Doch hier scheint es anders zu sein. Vermutlich ist man sogar stolz auf Landsmann René Redzepi, der ja auch alles andere als Teil einer regelkonformen Elite ist. Dennoch ist er kein Revoluzzer, sondern wahrhaftiger Revolutionär. Ohne Redzepi gäbe es heute vermutlich keine Restaurants, in denen tätowierte Köche mit gepflegten Vollbärten Gerichte direkt vom Herd an den Tisch bringen. Es gäbe auch kein Fine Dining ohne weiße Tischdecken und keine „brutal regionale“ Besinnung auf behütet erzogene Gemüsesorten.
René Redzepis kulinarische Innovationen sind so wegweisend wie die eines Auguste Escoffier oder Ferran Adrià. Um zu erörtern, ob eine Küche eine derartige Relevanz hat, reicht es aus, festzustellen, dass es eine kulinarische Ära vor und nach dieser Küche gab und dass andere Köche den Stil adaptieren. Zusätzlich zu dieser Pionierarbeit hat das Noma auch gastronomisch neue Maßstäbe gesetzt. Lässiger als an den schlichten Holztischen des ehemaligen Restaurants hatte man Spitzenküche noch nie erleben können. Das skandinavische Understatement war ein nicht unerheblicher Baustein von Redzepis Erfolg, denn die meisten Gäste priorisieren bei einem Restaurantbesuch nach wie vor das so genannte Gesamterlebnis. Wer einmal im früheren Noma gewesen ist (→ Berichte), hat sich spätestens am nächsten Tisch mit gestärkten Tischdecken und förmlich gekleideten Kellnern gefragt, ob das ganze Theater noch zeitgemäß ist. Die Antwort auf diese Frage findet man seit Jahren in den Speisesälen der ganzen Welt.
Nach über einem Jahr Bauzeit ist am neuen Ort, der nach wie vor unmittelbare Wassernähe hat, eine urbare Farm entstanden, deren Mittelpunkt das neue Restaurant ist.
Über einen gemütlich beleuchteten Weg, vorbei an Gewächshäusern und an eine Mischung aus „Apple Stores“ und Labore erinnernde Räume, in die man im Vorbeigehen flüchtige Einblicke erhascht, gelangt man ins Restaurant. Freundlich und gut gelaunt ist man hier, keine Spur von Förmlichkeit.
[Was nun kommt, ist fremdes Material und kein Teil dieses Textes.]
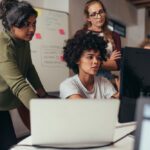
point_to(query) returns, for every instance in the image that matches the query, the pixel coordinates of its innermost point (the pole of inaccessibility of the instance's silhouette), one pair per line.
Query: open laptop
(73, 123)
(143, 124)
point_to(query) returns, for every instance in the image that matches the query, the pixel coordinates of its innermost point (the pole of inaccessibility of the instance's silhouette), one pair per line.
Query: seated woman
(84, 54)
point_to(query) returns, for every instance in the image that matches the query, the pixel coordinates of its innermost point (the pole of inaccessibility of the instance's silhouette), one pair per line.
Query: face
(89, 63)
(97, 16)
(26, 32)
(147, 47)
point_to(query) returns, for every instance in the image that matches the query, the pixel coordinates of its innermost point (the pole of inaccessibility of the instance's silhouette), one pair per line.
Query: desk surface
(121, 130)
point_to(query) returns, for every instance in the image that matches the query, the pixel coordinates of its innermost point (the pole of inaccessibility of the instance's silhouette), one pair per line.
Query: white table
(121, 130)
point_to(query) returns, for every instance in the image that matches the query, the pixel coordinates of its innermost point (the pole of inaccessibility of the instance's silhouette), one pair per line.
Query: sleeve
(32, 75)
(68, 88)
(117, 42)
(108, 88)
(11, 74)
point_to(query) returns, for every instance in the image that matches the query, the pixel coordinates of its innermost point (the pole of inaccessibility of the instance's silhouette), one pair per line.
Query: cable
(88, 147)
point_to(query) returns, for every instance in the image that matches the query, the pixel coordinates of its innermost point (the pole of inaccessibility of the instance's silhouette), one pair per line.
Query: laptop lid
(143, 124)
(73, 122)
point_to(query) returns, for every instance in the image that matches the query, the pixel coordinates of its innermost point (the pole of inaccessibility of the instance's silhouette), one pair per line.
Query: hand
(115, 55)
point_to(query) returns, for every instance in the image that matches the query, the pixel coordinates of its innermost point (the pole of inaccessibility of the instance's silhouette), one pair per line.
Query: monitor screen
(135, 79)
(143, 124)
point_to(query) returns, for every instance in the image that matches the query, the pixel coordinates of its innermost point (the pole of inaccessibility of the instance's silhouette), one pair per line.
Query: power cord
(88, 147)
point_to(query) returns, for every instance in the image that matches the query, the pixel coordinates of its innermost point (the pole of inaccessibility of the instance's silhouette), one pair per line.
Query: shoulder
(102, 80)
(68, 82)
(6, 44)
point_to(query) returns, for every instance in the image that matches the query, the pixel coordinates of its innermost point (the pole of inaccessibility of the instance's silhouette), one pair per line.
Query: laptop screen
(73, 122)
(143, 125)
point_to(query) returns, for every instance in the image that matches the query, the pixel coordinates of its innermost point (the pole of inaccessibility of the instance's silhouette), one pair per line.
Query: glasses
(95, 14)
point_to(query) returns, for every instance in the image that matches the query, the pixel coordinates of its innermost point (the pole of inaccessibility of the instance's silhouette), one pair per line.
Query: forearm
(110, 65)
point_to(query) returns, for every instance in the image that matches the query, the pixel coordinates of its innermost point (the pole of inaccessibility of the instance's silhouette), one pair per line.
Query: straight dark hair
(15, 13)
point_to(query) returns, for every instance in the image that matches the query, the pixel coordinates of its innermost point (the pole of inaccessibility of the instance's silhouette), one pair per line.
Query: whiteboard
(47, 48)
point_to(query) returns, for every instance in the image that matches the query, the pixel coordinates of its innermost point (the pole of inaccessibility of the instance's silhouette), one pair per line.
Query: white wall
(76, 15)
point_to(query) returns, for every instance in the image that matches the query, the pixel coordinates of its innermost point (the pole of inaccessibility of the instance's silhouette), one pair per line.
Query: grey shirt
(103, 89)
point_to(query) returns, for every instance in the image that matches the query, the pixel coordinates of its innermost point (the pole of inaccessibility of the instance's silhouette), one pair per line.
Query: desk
(121, 129)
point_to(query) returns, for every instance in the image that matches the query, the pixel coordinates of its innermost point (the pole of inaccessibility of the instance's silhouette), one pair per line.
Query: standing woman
(19, 22)
(96, 22)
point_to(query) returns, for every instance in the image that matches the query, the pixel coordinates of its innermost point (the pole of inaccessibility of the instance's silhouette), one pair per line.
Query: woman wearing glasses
(96, 22)
(19, 22)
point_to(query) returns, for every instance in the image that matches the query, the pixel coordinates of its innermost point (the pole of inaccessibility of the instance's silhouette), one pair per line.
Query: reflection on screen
(145, 129)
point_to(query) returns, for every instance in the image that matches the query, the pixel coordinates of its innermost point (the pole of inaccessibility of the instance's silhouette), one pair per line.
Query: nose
(31, 28)
(95, 60)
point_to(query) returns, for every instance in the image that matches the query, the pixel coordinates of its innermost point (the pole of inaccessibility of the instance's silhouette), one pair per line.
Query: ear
(78, 62)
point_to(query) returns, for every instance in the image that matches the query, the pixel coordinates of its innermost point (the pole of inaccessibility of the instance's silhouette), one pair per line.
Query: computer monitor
(135, 79)
(143, 124)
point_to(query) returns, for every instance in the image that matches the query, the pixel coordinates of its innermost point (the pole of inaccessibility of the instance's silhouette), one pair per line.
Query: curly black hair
(15, 13)
(75, 47)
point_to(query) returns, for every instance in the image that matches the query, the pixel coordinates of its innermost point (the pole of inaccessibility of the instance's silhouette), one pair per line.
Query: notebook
(142, 135)
(73, 122)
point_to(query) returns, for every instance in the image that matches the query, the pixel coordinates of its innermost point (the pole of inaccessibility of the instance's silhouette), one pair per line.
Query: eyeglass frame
(95, 14)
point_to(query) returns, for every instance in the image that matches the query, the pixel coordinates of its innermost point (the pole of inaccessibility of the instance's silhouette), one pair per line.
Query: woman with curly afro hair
(84, 54)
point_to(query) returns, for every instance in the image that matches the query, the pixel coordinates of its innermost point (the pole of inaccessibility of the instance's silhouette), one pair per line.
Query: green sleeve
(32, 75)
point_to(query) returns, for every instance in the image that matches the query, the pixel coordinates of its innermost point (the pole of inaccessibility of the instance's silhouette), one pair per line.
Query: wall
(52, 4)
(136, 33)
(76, 15)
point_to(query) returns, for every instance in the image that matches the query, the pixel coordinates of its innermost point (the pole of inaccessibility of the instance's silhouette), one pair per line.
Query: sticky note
(38, 36)
(61, 58)
(39, 11)
(61, 32)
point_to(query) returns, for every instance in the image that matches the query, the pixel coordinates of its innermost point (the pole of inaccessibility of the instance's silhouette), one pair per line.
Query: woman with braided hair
(19, 22)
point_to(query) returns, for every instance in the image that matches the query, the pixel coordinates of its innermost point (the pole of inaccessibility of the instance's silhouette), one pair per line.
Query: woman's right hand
(115, 55)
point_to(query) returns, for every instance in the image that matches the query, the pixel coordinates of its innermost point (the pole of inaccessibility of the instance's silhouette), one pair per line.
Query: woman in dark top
(96, 22)
(19, 22)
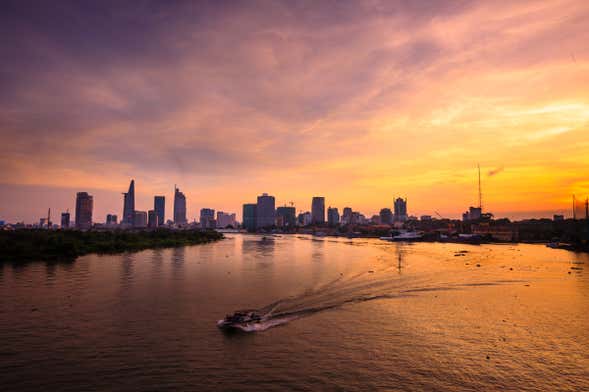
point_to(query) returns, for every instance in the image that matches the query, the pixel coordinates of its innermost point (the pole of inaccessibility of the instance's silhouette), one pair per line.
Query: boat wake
(355, 289)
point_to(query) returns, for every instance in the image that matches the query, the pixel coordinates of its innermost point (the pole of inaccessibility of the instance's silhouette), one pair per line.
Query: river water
(356, 314)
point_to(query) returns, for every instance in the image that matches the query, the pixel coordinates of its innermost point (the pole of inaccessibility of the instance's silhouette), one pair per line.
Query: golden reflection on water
(363, 314)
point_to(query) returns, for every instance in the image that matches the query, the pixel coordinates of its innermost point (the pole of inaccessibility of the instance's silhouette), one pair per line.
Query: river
(355, 315)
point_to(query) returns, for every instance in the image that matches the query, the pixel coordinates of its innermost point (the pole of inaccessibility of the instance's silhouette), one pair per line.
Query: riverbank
(21, 246)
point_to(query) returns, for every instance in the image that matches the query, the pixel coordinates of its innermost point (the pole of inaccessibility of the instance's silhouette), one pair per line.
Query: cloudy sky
(355, 101)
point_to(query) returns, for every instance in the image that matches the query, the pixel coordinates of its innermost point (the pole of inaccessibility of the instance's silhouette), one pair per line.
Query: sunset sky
(355, 101)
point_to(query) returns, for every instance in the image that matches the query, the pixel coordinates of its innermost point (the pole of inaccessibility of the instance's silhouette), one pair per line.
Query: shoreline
(26, 246)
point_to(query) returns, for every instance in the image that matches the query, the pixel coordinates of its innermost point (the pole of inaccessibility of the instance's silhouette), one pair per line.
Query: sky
(357, 101)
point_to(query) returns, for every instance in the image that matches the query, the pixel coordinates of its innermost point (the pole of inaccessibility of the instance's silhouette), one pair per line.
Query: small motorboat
(239, 320)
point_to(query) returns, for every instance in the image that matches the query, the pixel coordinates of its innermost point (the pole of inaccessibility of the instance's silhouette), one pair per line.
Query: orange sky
(358, 102)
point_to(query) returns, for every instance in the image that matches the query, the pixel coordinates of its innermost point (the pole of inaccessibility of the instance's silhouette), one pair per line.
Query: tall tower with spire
(129, 204)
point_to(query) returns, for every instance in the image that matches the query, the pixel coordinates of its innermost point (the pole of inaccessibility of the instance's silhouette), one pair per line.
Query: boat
(239, 320)
(407, 236)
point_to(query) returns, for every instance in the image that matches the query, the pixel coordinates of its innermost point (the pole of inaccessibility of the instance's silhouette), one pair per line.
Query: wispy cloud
(356, 100)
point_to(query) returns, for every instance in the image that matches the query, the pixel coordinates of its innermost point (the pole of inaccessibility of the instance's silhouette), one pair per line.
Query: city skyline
(228, 102)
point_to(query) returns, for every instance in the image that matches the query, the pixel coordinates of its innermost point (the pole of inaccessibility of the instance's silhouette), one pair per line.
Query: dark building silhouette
(386, 216)
(400, 210)
(129, 204)
(318, 210)
(249, 216)
(159, 206)
(288, 215)
(84, 206)
(265, 211)
(140, 219)
(347, 216)
(207, 218)
(152, 219)
(65, 220)
(179, 207)
(332, 216)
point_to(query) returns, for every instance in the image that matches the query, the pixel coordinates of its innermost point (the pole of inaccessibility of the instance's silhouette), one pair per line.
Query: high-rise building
(304, 218)
(347, 216)
(474, 213)
(207, 218)
(140, 219)
(249, 216)
(318, 210)
(65, 220)
(152, 219)
(225, 220)
(332, 216)
(179, 207)
(84, 206)
(400, 210)
(288, 216)
(265, 211)
(159, 206)
(129, 204)
(386, 216)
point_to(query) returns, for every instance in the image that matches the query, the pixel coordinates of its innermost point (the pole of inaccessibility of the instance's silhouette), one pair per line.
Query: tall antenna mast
(480, 192)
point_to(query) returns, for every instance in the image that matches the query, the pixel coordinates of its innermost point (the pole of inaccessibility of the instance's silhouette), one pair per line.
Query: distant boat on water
(408, 236)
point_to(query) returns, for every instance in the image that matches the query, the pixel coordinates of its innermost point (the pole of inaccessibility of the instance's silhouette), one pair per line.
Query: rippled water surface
(346, 315)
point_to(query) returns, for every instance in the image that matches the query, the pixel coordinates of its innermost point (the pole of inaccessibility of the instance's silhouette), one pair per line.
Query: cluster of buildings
(264, 215)
(134, 218)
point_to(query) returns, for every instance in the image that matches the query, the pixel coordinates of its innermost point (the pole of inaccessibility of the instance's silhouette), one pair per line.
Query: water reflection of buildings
(400, 253)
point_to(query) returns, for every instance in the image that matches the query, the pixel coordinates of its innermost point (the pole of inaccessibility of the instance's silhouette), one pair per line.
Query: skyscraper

Umso wuseliger geht es hier zu. Auffällig viel Personal befindet sich im Restaurant, es gibt vermutlich mehr Servicekräfte als Gäste. Sie schwirren umher, servieren, erläutern, lächeln, schenken ein. Das macht zwar alles einen koordinierten Eindruck, aber zur Ruhe kommt man hier nicht so recht. Kein Vergleich zur lässigen Entschleunigung von damals.
Das kulinarische Konzept ist im neuen Noma etwas definierter als vorher. Dass es um Regionalität geht, muss nicht erwähnt werden, doch die Menüs stehen jetzt unter einem bestimmten Motto. Das Eröffnungsmenü namens „Seafood“ spricht für sich.
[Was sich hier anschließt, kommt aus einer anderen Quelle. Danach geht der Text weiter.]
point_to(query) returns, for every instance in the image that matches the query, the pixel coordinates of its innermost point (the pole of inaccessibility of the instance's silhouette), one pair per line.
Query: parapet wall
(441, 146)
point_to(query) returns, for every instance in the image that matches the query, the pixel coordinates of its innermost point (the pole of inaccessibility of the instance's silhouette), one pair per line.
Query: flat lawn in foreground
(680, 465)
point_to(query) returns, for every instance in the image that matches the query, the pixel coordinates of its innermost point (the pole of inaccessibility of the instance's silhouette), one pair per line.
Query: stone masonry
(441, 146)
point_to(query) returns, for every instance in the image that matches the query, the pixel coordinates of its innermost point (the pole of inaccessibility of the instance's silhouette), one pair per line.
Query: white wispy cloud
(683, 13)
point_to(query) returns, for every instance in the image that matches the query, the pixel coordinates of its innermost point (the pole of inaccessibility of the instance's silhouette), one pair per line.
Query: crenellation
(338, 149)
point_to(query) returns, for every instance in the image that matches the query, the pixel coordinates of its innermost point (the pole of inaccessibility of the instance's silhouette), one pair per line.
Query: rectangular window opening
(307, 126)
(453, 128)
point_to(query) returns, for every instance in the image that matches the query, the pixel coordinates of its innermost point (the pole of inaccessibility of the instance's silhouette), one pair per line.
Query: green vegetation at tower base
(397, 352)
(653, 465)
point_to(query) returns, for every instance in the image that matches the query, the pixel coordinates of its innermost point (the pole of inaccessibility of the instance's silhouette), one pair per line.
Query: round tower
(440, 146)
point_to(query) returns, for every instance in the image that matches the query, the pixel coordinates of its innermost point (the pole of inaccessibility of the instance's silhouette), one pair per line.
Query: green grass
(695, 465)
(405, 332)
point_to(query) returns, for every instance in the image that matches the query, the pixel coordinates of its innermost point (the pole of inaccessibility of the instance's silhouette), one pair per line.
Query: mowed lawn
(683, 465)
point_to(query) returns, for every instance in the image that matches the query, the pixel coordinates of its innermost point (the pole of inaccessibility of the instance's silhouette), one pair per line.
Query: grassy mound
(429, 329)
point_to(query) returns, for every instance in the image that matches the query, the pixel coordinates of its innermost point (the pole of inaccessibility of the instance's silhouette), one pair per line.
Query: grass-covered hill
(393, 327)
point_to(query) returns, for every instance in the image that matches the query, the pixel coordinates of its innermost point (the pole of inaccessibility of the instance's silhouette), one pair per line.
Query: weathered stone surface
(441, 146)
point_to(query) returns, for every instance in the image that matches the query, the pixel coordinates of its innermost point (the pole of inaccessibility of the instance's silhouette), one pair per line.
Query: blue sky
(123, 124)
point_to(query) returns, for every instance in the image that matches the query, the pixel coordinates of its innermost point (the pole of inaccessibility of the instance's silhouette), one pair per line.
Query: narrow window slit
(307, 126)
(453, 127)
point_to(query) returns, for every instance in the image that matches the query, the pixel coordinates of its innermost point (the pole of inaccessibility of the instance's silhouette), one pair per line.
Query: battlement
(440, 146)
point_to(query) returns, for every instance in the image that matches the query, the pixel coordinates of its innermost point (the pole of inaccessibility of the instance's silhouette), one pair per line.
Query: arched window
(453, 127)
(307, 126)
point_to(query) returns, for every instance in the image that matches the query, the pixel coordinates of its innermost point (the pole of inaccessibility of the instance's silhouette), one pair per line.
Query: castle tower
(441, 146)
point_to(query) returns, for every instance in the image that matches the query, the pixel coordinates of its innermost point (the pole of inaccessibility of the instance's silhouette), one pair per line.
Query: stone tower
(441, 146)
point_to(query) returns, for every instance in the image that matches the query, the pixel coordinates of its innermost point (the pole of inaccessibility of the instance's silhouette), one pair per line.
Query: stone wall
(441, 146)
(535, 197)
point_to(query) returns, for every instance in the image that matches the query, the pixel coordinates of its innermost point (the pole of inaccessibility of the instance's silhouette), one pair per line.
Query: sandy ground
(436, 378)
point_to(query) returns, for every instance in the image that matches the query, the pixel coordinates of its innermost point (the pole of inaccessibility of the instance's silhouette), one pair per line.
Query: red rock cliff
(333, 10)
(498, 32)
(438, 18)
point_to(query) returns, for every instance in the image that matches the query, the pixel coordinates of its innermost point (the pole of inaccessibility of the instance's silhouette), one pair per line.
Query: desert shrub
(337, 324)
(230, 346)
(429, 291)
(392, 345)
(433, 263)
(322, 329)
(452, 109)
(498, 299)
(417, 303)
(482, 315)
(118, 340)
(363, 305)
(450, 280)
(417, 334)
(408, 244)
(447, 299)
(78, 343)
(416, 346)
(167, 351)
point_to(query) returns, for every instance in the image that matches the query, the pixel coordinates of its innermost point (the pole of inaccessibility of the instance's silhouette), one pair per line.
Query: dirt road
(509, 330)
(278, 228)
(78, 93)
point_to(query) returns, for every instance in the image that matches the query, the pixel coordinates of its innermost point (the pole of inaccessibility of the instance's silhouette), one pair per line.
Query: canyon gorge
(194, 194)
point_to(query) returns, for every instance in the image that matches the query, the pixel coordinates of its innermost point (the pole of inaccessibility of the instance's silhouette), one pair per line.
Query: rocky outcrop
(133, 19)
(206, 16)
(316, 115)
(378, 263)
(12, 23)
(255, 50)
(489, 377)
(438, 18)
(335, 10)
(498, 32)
Es beginnt mit einer Meeresschneckenbrühe, die in der entsprechenden Schale des ausgekochten Tiers serviert wird. Die Brühe duftet heiß und aromatisch, appetitanregende Fettaugen leuchten einen an. Den Rand der Schnecke zieren einige säuerlich eingelegte Pflanzen. Dieser Auftakt ist heiß und wohltuend und schmeckt hervorragend. (8/10)
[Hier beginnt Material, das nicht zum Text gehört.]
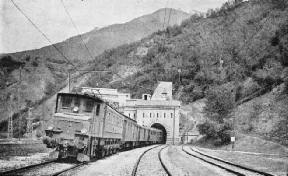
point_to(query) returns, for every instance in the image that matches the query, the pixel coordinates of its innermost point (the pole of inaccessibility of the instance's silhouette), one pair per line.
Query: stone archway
(163, 129)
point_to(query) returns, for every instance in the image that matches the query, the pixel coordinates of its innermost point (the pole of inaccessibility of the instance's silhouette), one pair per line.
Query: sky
(18, 34)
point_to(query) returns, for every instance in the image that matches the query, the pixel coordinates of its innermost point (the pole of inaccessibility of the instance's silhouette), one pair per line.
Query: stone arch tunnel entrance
(162, 128)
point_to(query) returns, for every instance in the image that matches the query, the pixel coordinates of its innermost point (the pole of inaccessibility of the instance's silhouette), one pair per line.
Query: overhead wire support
(51, 43)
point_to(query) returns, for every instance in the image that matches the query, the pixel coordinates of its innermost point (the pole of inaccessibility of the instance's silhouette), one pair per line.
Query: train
(86, 126)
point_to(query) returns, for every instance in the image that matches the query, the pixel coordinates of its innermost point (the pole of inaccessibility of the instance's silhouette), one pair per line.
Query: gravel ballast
(150, 164)
(120, 164)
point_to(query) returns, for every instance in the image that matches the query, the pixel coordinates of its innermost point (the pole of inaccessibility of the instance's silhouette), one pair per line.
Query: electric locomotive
(86, 126)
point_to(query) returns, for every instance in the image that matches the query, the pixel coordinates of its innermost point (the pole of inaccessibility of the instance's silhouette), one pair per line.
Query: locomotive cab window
(66, 102)
(88, 105)
(98, 109)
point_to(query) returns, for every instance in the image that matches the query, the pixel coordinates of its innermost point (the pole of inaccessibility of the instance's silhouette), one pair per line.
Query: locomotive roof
(83, 95)
(93, 96)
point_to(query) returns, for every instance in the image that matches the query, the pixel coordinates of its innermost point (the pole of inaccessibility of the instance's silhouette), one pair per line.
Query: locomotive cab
(71, 129)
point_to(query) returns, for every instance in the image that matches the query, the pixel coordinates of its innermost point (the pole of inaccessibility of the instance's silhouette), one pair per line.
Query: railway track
(39, 169)
(225, 165)
(134, 172)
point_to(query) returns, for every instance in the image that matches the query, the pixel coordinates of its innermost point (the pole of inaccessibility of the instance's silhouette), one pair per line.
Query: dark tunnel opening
(162, 128)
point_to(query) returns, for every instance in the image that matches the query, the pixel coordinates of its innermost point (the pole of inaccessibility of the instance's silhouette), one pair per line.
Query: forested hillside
(29, 78)
(238, 51)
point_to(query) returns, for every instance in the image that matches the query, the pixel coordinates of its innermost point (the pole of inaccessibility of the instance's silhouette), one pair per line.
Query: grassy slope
(241, 36)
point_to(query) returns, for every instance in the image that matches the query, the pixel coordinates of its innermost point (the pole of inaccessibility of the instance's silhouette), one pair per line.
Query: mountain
(31, 78)
(192, 12)
(99, 40)
(237, 53)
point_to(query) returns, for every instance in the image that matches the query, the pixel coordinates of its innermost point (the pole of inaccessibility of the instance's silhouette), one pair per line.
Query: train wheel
(103, 153)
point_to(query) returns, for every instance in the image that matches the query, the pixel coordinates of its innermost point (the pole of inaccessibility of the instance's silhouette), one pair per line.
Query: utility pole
(179, 71)
(19, 107)
(10, 125)
(10, 120)
(68, 80)
(234, 108)
(29, 129)
(174, 127)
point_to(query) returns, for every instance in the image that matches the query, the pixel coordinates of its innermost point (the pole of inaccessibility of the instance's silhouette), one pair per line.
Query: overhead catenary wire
(51, 42)
(76, 29)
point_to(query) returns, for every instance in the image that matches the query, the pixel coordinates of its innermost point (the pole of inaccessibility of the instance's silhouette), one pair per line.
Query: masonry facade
(159, 110)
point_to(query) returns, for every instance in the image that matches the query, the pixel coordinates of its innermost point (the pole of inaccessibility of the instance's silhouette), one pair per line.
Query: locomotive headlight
(83, 131)
(50, 127)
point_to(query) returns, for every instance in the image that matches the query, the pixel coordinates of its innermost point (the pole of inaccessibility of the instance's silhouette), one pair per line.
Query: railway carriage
(86, 126)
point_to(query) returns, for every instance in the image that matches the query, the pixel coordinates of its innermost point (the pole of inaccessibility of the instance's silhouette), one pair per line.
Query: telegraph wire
(52, 43)
(76, 29)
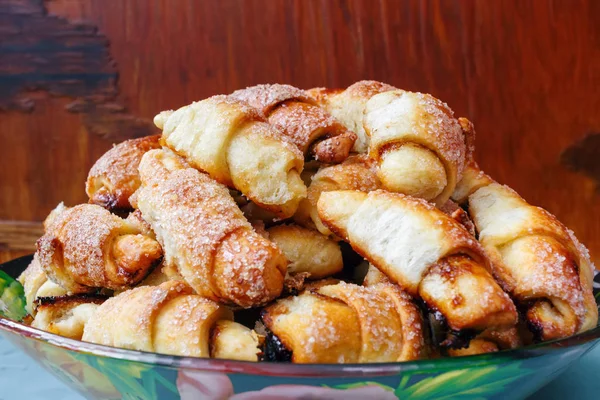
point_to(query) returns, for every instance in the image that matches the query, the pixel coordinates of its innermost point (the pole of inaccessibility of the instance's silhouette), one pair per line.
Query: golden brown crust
(233, 143)
(355, 173)
(309, 127)
(467, 295)
(169, 319)
(473, 179)
(375, 276)
(36, 284)
(490, 341)
(114, 177)
(348, 106)
(452, 209)
(426, 252)
(230, 340)
(205, 236)
(538, 260)
(66, 315)
(418, 143)
(87, 248)
(53, 215)
(307, 251)
(346, 323)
Verschiedene Muscheln sind Thema der nächsten beiden Gänge. Der erste präsentiert eine Venusmuschelart sowohl ganz pur als auch in Form einer buttrigen Creme mit Karamellnoten (7/10); der zweite beinhaltet Miesmuscheln, die mit einer Muschelcreme bedeckt sind, welche einen intensiven, angenehm marinen Geschmack in den Vordergrund stellt (7,5/10).
Beim nächsten Gericht findet man in einem Schälchen unter einem karamellisierten Cracker aus ausgekochten Garnelen, der leicht süß, würzig und „meerig“ zugleich schmeckt, klaren Muschelsud mit Tiefseegarnelen sowie verschiedene fermentierte Früchte, unter anderem Johannisbeeren. Das aromatische komplexe, ungewohnte Arrangement empfinde ich auf Anhieb als grandioses Zusammenspiel von Frucht und Meer. Die unkonventionelle Kombination ist dabei weder provokant noch aneckend, sondern ungemein wohlschmeckend und harmonisch. Aus den Köpfen von auf einem separaten Teller servierten Garnelen lutscht man dazu einen warmen, würzigen, buttrigen Fond aus ‒ purer Genuss. Das ist mit Abstand das beste Gericht, das ich von Redzepi bisher probiert habe. (10/10)
Danach bietet geräucherter Forellenrogen auf einer Emulsion von Eigelb und Kürbiskernöl, angerichtet in Form eines Seesterns, kurzweiligen Gaumenspaß. Die Reichhaltigkeit der Creme passt sehr gut zum leicht salzigen Geschmack der Fischeier. Sehr gut. (7/10)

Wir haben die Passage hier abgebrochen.